In bug 1576770, we had a situation where scrollbar dragging did not work at all (for some scroll frames on a specific website) because APZ's notion of the mouse position in the coordinate space of the scroll frame was incorrect, and this led to APZ believing incorrectly that the mouse was far away from the scrollbar thumb, and therefore the scrollbar should be snapped to its position at the beginning of the drag.

It seems to me that it would have been possible for APZ to detect this inconsistency by performing the isMouseAwayFromThumb computation on the MOUSE_DOWN: if it returns true, we know something is inconsistent, since the MOUSE_DOWN hit the scrollbar thumb during the hit test, so it can't possibly be far away from it.

Having detected this inconsistency, APZ could have then disabled snapping for this drag block, and thereby avoided the severe symptoms of the bug, leaving the milder symptoms of bug 1719913 only (or, alternatively, it could have bailed out of APZ dragging altogether, and avoided even the milder symptoms, at the expense of a possibly less smooth main-thread drag).

We could consider deploying such a check now, with a view to mitigating future APZ scrolbar dragging bugs (based on past history, there are likely to be more in the future).

(In reply to Botond Ballo [:botond] from comment #0)

We could consider deploying such a check now, with a view to mitigating future APZ scrolbar dragging bugs (based on past history, there are likely to be more in the future).

Timothy, Hiro, I am curious what your thoughts are about whether such mitigations are a good idea.

I remember Kats' preference was that we not make such mitigations, because they can hide the underlying bugs and cause them to go unnoticed longer.

That is indeed a downside.
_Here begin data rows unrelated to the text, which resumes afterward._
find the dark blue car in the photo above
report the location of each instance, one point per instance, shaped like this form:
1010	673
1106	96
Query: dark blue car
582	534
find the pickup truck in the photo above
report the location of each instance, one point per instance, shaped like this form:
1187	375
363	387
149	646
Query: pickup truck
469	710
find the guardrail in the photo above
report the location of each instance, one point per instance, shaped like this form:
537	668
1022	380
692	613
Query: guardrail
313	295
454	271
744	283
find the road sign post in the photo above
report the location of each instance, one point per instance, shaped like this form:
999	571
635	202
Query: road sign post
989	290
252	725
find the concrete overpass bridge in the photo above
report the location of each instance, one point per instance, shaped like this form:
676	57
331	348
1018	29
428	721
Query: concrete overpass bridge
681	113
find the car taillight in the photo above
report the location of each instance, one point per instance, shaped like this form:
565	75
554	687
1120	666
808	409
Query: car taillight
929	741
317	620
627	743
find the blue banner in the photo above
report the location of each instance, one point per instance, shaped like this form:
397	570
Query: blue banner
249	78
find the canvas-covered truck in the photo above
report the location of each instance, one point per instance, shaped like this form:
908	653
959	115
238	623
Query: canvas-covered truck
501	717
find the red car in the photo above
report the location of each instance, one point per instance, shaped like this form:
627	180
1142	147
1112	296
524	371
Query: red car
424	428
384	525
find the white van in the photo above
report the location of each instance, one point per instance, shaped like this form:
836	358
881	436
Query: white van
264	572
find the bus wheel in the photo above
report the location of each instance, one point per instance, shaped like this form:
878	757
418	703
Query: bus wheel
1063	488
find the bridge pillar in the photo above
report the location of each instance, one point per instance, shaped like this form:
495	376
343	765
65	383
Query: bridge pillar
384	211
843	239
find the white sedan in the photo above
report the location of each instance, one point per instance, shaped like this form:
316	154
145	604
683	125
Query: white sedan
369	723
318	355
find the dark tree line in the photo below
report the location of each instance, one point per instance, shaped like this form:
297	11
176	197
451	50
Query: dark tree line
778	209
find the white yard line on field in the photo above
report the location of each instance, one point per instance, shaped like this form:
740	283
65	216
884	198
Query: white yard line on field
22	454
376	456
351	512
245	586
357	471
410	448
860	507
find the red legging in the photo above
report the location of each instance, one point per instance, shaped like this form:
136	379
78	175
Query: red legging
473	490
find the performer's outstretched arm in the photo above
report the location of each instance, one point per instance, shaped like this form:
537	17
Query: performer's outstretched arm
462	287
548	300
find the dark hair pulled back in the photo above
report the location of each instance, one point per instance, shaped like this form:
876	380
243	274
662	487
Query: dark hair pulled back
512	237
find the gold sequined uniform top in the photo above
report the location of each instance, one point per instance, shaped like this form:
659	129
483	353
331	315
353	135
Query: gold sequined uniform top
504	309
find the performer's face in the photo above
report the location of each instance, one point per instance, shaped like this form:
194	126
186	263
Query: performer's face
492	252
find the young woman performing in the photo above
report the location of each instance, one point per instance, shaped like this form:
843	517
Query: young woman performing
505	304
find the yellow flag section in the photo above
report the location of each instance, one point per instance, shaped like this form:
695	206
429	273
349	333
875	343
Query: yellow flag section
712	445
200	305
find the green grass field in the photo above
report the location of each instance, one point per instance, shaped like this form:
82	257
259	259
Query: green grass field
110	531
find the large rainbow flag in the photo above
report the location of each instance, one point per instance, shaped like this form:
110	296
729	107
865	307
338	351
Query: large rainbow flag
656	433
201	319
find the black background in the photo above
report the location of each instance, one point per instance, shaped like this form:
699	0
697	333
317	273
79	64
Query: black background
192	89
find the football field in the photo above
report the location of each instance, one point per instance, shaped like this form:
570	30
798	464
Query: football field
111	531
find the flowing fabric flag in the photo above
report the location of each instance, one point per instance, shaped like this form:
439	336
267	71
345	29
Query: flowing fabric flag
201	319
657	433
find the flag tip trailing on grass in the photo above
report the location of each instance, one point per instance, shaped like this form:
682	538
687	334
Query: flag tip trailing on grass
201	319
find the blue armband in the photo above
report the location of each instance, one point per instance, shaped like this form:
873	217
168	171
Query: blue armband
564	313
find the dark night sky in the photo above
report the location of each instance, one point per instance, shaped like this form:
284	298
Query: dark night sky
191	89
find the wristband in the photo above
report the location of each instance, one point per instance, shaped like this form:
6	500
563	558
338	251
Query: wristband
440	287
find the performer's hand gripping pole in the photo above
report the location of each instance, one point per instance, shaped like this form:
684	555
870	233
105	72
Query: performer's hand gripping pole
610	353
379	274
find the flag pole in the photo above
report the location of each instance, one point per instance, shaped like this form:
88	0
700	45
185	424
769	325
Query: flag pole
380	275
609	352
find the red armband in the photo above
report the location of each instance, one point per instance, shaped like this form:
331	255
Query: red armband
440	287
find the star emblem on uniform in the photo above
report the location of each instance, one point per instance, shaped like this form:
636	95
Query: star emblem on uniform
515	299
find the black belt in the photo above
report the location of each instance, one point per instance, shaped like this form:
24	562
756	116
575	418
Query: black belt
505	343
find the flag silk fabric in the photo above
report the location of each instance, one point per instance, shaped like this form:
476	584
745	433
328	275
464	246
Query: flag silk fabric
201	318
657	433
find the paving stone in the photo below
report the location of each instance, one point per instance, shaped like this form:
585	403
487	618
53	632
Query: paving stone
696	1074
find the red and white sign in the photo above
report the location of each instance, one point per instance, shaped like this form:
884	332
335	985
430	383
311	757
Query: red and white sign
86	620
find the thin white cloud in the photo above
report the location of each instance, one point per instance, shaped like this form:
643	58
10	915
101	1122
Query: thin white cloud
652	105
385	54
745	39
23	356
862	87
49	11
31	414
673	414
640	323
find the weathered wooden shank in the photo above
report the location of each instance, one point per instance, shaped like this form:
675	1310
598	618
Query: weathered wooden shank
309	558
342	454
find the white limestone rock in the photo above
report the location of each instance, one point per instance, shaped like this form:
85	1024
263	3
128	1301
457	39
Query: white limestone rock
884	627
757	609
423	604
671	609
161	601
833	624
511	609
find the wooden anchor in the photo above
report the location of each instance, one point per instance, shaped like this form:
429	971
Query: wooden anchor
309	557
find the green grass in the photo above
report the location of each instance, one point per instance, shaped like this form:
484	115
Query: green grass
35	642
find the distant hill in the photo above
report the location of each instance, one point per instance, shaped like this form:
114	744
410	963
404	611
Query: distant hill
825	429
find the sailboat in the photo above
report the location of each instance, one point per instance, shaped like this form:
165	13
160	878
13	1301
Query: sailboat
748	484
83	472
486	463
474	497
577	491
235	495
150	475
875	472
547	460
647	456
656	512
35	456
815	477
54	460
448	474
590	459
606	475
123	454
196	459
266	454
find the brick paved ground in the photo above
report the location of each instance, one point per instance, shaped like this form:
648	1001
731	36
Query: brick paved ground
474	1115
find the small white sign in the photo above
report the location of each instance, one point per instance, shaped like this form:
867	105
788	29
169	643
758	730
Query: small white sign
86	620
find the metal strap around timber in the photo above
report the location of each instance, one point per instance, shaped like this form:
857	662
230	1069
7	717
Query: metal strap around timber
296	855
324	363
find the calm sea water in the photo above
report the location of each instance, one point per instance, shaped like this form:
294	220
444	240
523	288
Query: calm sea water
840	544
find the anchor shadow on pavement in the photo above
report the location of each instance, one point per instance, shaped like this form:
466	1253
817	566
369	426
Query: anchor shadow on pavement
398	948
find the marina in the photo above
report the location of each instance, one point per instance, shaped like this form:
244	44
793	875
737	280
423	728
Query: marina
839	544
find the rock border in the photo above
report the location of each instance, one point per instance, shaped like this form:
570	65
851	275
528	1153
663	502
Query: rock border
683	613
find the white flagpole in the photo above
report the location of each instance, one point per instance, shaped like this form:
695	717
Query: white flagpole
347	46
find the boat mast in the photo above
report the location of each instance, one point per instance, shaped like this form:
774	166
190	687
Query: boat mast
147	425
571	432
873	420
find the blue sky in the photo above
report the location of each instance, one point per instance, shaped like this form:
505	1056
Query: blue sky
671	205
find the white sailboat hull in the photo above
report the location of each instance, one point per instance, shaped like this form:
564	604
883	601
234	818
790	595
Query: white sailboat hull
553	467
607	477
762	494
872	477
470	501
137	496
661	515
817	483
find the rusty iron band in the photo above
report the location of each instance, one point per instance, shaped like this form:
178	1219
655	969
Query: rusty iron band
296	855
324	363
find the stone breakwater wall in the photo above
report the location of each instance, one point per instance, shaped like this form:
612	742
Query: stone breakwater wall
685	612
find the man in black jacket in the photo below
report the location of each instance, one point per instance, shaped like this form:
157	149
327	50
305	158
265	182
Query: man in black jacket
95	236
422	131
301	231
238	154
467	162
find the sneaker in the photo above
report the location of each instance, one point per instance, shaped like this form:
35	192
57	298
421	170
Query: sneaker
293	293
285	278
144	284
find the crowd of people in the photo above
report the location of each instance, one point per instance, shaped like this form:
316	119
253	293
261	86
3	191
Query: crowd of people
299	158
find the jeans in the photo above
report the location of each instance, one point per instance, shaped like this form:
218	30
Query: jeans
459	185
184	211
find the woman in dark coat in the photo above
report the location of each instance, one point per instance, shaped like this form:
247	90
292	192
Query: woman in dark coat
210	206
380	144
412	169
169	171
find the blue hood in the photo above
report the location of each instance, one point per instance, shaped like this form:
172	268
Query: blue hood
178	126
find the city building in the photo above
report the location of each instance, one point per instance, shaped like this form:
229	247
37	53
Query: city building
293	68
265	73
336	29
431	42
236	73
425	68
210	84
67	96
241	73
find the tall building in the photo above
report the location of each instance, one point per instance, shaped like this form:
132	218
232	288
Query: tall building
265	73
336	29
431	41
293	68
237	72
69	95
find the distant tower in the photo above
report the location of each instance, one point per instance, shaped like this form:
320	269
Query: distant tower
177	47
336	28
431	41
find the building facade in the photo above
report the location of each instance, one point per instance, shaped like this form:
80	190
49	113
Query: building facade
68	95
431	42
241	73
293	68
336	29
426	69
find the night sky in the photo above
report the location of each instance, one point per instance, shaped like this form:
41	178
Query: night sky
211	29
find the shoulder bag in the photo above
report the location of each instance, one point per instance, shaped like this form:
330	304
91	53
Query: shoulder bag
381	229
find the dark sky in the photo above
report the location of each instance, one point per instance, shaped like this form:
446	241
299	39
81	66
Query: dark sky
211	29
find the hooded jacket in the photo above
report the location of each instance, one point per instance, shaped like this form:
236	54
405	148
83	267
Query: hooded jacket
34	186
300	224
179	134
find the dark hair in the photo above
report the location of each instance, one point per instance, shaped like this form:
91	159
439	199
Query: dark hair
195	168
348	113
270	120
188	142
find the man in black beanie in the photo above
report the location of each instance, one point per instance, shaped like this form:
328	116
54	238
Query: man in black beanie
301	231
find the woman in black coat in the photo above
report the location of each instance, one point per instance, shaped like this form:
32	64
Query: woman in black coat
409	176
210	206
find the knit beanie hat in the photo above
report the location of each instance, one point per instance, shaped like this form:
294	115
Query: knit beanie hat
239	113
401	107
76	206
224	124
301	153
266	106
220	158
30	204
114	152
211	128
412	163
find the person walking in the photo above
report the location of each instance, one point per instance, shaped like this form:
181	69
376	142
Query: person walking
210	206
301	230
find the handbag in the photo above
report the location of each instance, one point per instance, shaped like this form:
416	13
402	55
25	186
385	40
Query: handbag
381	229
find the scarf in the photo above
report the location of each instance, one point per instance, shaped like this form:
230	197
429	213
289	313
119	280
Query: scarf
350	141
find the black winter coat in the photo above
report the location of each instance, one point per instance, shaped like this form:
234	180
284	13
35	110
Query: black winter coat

On the other hand, bug 1576770 has been open and affecting TweetDeck users with WR enabled on Windows for almost 2 years, and having such a mitigation in place would have improved their experience.

I am curious what you think about this tradeoff.

As Botond and I chatted on Matrix, the mitigations sound reasonable to me. (I am assuming we will add at least one debug assertion (or warning) in the case of incorrect case).

I'm not sure enough people run debug builds where they are likely to encounter issues like this to be useful. I like the idea on matrix of having a pref and having the mitigations disabled on nightly.

Bug 1794590 is an example of a bug that the described change might have successfully mitigated.